Single-cell RNA sequencing uncovers abnormal Sertoli-cell elevation and testicular niche impairment in the transfemales's testis.

Abstract

Background: Transgender women (transfemales) often undergo gender-affirming hormone therapy (GAHT). However, the testicular impacts of feminising hormones present heterogeneity due to the complexity of testicular regulatory mechanisms.

Method: In this study, we analyzed approximately 49,385 single-cell transcriptomes from transfemale human testicular tissue, comparing cellular composition with that of cisgender male individuals across a range of ages.
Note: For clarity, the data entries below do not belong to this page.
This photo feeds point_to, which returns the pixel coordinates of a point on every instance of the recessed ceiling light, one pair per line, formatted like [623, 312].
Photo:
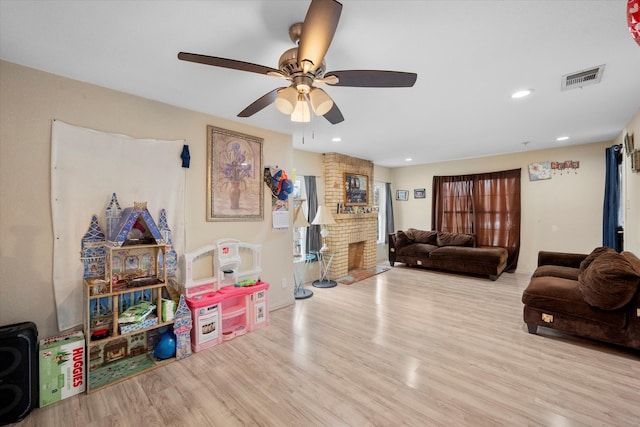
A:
[522, 93]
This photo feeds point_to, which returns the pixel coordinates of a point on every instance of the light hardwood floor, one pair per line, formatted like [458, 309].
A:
[406, 347]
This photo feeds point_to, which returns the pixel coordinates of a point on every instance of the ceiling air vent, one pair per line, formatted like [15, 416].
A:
[582, 78]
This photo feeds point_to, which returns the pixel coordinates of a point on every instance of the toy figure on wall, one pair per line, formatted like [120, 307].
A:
[281, 186]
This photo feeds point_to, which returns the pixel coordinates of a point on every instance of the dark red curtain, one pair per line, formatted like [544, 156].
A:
[486, 204]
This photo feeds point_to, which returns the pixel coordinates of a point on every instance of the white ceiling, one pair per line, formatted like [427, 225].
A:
[469, 56]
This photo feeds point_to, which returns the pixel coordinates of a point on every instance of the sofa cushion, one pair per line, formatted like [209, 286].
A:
[557, 271]
[402, 240]
[562, 296]
[455, 239]
[609, 282]
[488, 255]
[416, 250]
[593, 255]
[423, 236]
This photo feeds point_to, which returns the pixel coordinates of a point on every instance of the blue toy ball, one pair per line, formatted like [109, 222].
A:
[165, 348]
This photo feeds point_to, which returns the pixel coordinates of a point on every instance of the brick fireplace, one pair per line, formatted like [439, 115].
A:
[353, 238]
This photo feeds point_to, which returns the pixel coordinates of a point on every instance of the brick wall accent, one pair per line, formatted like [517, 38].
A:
[349, 228]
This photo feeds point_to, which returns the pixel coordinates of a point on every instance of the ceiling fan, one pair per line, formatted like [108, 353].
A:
[304, 65]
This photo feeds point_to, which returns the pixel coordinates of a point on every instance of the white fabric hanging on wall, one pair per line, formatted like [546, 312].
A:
[87, 167]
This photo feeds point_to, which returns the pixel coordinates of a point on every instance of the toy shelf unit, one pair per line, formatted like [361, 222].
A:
[124, 314]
Our approach included clustering of cell types, identification of marker genes, pseudotime analysis of germ cells, and comprehensive cell-cell interaction analyses. We employed immunohistochemistry, quantitative real-time PCR, and immunostaining to validate the key molecular signatures identified in the pathways of interest.
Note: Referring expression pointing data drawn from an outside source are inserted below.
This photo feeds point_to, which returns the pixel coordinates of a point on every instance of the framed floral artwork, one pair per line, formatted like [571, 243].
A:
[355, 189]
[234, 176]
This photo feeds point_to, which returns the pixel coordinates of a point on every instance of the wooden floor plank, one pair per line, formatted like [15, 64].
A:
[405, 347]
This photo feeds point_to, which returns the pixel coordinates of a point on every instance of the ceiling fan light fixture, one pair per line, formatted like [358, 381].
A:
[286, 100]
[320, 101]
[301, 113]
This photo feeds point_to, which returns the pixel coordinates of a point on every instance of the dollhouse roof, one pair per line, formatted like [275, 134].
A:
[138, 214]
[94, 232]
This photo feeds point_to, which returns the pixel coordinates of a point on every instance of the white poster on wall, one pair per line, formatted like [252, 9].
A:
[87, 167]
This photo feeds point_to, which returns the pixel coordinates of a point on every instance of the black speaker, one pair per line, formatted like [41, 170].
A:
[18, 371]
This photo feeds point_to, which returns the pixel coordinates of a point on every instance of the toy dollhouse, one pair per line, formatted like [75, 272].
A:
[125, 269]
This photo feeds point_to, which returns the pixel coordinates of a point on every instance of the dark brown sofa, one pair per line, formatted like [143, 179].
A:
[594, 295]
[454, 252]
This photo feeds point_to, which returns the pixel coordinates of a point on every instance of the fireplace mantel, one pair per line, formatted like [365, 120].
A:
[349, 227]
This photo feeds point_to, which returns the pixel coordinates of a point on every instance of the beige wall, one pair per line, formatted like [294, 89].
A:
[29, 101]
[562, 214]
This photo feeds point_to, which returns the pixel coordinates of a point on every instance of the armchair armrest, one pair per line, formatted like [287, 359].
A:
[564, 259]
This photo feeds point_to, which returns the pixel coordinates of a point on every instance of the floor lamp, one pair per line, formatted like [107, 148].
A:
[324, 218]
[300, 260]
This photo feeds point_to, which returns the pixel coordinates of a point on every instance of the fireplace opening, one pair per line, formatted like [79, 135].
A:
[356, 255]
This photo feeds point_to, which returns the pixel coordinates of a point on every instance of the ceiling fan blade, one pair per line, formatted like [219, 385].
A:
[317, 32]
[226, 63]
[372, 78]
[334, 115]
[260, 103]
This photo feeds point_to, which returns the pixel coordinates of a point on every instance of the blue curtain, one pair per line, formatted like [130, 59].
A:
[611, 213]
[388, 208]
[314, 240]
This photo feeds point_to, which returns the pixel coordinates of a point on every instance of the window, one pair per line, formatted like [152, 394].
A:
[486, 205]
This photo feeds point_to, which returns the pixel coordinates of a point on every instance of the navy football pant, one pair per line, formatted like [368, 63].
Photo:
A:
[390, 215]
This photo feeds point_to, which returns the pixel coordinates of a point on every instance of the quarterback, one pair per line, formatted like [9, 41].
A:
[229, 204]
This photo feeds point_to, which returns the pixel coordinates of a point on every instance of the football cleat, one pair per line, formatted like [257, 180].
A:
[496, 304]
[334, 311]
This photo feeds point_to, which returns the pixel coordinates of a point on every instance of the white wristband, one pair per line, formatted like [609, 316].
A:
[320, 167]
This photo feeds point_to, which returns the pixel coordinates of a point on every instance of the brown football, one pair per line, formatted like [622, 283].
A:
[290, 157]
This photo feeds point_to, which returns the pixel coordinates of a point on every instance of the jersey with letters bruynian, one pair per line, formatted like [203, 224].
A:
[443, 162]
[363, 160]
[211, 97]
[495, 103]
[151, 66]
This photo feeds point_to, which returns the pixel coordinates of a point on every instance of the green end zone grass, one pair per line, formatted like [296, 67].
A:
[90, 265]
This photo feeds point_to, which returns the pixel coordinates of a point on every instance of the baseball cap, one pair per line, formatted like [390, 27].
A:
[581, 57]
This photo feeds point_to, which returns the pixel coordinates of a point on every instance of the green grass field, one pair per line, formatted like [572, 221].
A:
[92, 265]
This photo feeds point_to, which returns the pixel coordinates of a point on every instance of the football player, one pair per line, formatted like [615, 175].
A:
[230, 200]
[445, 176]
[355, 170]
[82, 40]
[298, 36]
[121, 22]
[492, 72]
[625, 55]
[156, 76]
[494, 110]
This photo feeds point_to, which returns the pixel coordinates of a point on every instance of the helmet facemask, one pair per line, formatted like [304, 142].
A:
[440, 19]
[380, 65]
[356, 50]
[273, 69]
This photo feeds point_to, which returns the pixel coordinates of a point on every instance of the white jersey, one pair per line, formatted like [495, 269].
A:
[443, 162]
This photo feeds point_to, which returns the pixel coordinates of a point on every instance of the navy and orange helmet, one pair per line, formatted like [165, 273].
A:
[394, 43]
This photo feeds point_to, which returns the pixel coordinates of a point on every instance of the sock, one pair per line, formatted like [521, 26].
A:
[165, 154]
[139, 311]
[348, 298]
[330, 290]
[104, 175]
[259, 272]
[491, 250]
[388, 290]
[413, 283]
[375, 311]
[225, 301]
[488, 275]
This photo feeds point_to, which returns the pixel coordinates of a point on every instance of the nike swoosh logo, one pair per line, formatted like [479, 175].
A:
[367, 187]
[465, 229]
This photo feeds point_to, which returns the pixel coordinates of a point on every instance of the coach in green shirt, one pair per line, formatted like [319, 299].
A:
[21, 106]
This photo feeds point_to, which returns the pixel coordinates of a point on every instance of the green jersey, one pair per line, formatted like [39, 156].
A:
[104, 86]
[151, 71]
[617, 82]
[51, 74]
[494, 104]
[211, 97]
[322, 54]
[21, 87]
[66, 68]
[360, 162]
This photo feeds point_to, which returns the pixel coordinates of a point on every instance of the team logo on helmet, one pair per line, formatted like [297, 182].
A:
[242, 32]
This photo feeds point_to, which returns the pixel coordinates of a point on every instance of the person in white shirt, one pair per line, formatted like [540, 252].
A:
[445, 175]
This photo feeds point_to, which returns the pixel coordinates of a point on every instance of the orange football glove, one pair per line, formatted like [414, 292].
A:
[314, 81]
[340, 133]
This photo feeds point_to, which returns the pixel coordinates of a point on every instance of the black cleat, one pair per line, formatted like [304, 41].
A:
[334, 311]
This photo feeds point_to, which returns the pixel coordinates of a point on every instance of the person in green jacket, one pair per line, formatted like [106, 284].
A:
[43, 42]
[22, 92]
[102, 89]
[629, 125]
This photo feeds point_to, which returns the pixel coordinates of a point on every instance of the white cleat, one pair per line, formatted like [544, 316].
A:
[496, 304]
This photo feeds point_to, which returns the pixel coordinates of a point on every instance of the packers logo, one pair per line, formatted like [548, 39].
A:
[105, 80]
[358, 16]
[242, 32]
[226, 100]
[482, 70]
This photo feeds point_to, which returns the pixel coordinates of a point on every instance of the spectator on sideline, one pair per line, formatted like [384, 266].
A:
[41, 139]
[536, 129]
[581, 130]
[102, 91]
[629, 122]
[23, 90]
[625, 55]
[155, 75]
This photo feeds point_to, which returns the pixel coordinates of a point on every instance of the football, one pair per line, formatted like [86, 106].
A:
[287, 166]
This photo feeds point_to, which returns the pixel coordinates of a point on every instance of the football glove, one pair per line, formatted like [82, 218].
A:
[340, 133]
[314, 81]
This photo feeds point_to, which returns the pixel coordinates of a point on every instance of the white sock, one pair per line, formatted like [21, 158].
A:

Results: GAHT led to a significant reduction in spermatogenic cells, accompanied by an unexpected increase in Sertoli cell numbers per seminiferous tubule, suggesting disrupted germ cell-Sertoli cell interactions. Molecular analyses revealed upregulation of genes such as Decorin (DCN), Myoglobin (MB), and Beta-2-Microglobulin (B2M) in Sertoli cells, with enrichment in pathways related to cell adhesion, cytokine response, and wnt signaling. Notably, β-catenin was significantly elevated and translocated into the nucleus of Sertoli cells determined by immunostaining analysis. Additionally, collagen fiber infiltration disrupted the testicular microenvironment, further impairing germline-Sertoli cell communication.

Conclusion: This study provides novel insights into the testicular alterations associated with GAHT in transfemales, particularly highlighting the role of germline-Sertoli cell interactions in testicular injury. Our findings contribute to a deeper understanding of the testicular response to feminizing hormones, offering a foundation for future therapeutic strategies.